Quelques croquis de recherche pour cette case aux cinq personnages vus en plongée :
On voit que la technique de base pour dessiner des personnages en perspective est de les placer dans des « boites ». Ces paraléllépipèdes faits de droites se gèrent en effet beaucoup plus facilement. Leurs arêtes s’enfuient vers le ou les points de fuite et donnent ainsi de bons repères pour faire également s’enfuir les volumes du corps humain. En tout cas, c’est la théorie. Comme on peut le constater sur les dessins ci-dessus, la pratique ne produit pas toujours les résultats escomptés…
Les cinq personnages en perspective sur la planche de BD
Au final, j’ai dû passer 2 ou 3 heures à chercher le bon angle pour les personnages sur des feuilles de brouillon. Où placer le point de fuite (le nadir) ? Quelles dimensions donner aux « boites » pour que les personnages ne soient ni trop grands, ni trop petits, ni trop larges, ni trop étroits ? La case étant petite, comment poser des repères de « boites » suffisamment précis pour ne pas produire des personnages difformes ?
Je n’ai pas vraiment trouvé de réponses pragmatiques à ces questions. C’est pourquoi j’ai décidé d’y aller à l’instinct.
Personnage 1
Sur la planche, en 3 minutes top chrono, sans trop hésiter, j’ai dessiné ça :
En trois minutes, en dessinant au visuel sans me préoccuper de la boite, des repères et de la théorie, j’ai produit une base bien meilleure qu’en deux heures de recherches laborieuses. C’est un bon enseignement. Le dessin doit rester en partie intuitif. La théorie et l’étude servent à enrichir la bibliothèque des possibilités contenue dans le cerveau. Mais la réalisation de ces possibilités demande du rythme, de la fluidité, de l’intuition. Et cette dernière vient avec la pratique.

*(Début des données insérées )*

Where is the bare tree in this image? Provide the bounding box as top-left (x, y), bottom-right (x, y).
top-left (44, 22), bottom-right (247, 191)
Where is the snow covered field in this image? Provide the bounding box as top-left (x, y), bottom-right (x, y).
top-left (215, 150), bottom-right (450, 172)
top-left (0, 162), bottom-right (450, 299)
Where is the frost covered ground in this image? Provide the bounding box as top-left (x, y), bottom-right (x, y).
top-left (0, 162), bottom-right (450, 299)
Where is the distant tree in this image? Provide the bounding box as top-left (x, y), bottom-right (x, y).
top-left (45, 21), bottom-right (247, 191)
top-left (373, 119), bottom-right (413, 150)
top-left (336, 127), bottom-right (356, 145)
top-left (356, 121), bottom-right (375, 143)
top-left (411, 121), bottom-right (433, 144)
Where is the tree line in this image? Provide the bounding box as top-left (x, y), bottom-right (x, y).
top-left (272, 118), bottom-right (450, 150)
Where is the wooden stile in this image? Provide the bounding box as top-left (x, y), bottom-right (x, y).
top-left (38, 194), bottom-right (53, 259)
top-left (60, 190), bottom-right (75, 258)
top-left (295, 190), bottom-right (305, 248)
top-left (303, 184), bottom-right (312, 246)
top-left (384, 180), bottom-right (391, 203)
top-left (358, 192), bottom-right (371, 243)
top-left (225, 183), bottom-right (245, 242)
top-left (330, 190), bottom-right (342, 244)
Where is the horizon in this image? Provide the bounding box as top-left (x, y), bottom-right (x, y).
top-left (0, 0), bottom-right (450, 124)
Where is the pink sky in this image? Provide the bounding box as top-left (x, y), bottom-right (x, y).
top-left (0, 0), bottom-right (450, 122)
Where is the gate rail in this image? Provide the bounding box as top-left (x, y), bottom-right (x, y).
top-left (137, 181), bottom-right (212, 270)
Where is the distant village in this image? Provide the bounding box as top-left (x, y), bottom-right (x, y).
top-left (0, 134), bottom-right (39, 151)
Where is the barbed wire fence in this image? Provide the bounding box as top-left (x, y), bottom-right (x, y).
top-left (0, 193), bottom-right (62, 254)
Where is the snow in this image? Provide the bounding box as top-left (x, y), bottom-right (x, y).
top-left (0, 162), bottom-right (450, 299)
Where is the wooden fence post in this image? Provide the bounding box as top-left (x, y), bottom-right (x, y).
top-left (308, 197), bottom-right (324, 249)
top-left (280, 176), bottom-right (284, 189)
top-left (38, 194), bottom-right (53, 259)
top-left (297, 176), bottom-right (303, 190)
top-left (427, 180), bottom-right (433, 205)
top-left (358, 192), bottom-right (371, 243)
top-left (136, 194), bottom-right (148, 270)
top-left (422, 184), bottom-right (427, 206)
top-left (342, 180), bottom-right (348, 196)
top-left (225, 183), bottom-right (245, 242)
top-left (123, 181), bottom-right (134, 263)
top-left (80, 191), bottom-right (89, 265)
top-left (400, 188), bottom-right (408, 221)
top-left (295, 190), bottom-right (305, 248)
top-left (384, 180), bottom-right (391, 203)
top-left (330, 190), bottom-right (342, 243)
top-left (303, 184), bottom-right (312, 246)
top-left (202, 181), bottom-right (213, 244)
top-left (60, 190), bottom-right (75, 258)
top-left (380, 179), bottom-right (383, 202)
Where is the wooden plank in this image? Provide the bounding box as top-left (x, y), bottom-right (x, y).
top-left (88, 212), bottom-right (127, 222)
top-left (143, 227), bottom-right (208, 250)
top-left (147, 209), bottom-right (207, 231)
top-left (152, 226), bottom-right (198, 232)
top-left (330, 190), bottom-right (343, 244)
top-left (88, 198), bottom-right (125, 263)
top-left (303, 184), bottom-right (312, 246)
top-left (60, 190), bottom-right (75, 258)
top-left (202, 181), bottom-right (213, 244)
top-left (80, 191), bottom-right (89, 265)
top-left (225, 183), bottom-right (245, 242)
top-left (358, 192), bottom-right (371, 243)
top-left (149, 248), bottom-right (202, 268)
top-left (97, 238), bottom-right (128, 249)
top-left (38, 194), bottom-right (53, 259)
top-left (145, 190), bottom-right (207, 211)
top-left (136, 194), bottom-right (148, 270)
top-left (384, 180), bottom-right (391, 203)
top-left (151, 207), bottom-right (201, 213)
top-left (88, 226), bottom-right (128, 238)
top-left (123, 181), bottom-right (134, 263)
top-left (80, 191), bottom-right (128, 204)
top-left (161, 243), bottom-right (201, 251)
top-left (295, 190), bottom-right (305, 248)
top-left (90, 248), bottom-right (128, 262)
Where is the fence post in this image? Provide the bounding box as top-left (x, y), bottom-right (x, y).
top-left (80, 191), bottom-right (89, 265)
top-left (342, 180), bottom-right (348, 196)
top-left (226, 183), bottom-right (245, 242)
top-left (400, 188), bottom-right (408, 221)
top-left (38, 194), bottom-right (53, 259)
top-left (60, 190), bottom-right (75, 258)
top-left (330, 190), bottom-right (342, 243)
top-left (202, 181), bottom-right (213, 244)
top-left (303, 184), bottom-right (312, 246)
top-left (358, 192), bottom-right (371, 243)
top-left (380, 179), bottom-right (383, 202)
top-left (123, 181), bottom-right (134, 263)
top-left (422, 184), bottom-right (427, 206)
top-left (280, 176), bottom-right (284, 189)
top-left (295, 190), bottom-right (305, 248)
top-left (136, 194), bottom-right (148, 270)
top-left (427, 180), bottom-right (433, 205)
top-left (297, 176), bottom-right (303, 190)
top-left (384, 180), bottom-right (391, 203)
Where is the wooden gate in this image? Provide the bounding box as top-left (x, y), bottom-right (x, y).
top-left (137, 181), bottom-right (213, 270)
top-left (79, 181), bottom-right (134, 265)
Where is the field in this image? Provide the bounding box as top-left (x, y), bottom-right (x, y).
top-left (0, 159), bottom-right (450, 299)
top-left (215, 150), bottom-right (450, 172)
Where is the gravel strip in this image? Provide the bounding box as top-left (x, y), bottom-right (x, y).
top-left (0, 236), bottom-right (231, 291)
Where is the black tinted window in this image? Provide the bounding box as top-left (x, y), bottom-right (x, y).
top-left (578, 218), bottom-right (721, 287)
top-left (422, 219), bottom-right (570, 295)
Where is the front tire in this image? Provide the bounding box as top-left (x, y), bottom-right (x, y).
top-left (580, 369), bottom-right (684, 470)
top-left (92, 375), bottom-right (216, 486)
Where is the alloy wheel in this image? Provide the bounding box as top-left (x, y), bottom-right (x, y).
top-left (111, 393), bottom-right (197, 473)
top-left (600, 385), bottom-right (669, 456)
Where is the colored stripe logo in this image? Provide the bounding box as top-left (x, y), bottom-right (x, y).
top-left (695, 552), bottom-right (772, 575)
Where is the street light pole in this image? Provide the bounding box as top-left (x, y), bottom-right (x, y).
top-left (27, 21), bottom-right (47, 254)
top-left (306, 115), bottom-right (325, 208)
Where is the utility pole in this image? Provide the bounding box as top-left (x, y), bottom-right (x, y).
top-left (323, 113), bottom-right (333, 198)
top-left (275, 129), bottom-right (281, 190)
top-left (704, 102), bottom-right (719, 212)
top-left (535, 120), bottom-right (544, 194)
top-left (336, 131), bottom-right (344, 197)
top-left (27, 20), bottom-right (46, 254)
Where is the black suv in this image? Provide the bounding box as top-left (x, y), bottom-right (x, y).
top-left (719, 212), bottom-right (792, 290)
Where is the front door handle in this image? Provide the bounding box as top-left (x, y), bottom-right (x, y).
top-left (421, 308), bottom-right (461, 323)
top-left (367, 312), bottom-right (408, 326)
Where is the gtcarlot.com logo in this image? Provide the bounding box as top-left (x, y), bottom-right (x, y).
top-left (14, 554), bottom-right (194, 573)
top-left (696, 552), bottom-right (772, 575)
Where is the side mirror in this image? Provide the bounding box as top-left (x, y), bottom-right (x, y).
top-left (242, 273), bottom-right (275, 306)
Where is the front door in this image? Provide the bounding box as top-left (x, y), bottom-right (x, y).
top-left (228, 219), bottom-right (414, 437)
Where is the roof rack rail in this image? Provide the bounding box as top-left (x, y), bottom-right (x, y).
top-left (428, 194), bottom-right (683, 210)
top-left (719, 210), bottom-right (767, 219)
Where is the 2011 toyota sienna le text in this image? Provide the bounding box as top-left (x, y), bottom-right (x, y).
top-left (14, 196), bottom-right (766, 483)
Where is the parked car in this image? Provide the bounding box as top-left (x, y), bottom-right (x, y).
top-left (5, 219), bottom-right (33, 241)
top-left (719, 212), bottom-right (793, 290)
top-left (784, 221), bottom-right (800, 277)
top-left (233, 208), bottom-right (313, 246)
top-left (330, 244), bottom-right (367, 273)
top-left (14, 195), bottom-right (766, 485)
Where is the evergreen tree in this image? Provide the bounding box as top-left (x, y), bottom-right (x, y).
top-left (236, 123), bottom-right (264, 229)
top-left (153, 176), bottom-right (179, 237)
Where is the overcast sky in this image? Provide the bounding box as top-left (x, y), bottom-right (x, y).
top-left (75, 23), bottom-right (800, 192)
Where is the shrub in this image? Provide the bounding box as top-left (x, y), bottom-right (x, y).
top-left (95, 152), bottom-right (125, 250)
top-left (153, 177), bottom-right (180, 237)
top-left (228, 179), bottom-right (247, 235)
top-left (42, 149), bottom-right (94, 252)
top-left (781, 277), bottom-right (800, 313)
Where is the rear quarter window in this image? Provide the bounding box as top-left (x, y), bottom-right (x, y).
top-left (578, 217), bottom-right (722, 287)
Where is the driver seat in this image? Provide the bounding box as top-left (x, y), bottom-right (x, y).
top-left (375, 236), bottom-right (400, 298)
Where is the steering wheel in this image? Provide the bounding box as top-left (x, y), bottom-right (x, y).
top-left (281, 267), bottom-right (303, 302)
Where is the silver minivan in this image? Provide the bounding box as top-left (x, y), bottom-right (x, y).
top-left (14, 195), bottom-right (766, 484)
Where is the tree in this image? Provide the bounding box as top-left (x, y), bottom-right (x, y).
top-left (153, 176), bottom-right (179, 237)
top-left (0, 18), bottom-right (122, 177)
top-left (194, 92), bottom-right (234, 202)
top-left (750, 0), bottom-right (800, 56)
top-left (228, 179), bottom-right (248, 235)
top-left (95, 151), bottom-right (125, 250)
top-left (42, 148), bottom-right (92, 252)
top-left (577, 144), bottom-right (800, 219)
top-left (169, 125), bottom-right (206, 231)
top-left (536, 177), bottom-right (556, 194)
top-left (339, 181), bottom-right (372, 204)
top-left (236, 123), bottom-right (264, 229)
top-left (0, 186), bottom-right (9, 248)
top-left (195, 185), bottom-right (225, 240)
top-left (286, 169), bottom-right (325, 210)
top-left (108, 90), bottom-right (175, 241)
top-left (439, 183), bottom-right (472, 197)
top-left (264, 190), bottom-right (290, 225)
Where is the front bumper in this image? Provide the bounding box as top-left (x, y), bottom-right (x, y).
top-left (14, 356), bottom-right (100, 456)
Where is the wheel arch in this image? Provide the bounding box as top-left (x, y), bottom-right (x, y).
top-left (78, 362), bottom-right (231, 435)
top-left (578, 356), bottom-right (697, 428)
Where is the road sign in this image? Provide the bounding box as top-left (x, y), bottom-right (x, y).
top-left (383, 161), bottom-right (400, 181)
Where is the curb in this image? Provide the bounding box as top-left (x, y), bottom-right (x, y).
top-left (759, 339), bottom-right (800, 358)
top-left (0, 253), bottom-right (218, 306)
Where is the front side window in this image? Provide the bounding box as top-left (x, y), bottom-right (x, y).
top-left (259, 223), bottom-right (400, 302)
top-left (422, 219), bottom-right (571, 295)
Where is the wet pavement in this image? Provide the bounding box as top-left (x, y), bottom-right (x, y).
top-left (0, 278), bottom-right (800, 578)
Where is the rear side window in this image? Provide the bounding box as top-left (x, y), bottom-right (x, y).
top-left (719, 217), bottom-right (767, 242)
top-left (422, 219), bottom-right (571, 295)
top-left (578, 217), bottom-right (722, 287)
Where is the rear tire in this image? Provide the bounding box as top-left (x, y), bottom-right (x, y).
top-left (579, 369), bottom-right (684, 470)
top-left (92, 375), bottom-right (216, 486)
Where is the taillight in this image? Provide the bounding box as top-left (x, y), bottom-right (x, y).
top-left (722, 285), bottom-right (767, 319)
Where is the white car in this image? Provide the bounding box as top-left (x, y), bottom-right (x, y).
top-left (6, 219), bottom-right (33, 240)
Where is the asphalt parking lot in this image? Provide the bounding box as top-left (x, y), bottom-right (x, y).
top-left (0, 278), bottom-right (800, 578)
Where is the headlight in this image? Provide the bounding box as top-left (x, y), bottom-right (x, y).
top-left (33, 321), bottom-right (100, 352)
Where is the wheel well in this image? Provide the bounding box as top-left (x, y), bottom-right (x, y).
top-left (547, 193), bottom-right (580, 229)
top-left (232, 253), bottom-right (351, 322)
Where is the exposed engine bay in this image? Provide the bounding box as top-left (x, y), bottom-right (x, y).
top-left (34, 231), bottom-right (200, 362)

Il faut donc savoir parfois se débarrasser de la théorie et dessiner ce qui nous semble juste.
Personnages 2, 3, 4 et 5
Ce second personnage met en évidence le syndrome de la tête trop grosse qui frappe systématiquement quand je n’y prends pas garde.
Le troisième personnage a d’autres problèmes :
D’abord, il est trop petit. Si on suit les lignes de fuite définies par les pieds des deux premiers personnages, qui se font face, on obtient un point de fuite sur la ligne d’horizon (hors champ ici). Vers ce même point, on doit pouvoir aussi faire fuire l’axe défini par les têtes des personnages 2 et 3, car cet axe, si’ lon transposait cette case dans la réalité, serait parallèle à celui des pieds du premier personnage (de dos). Or ce n’est pas le cas ici : la tête du personnage 3 se trouve au-dessous de l’axe sur lequel elle devrait être alignée.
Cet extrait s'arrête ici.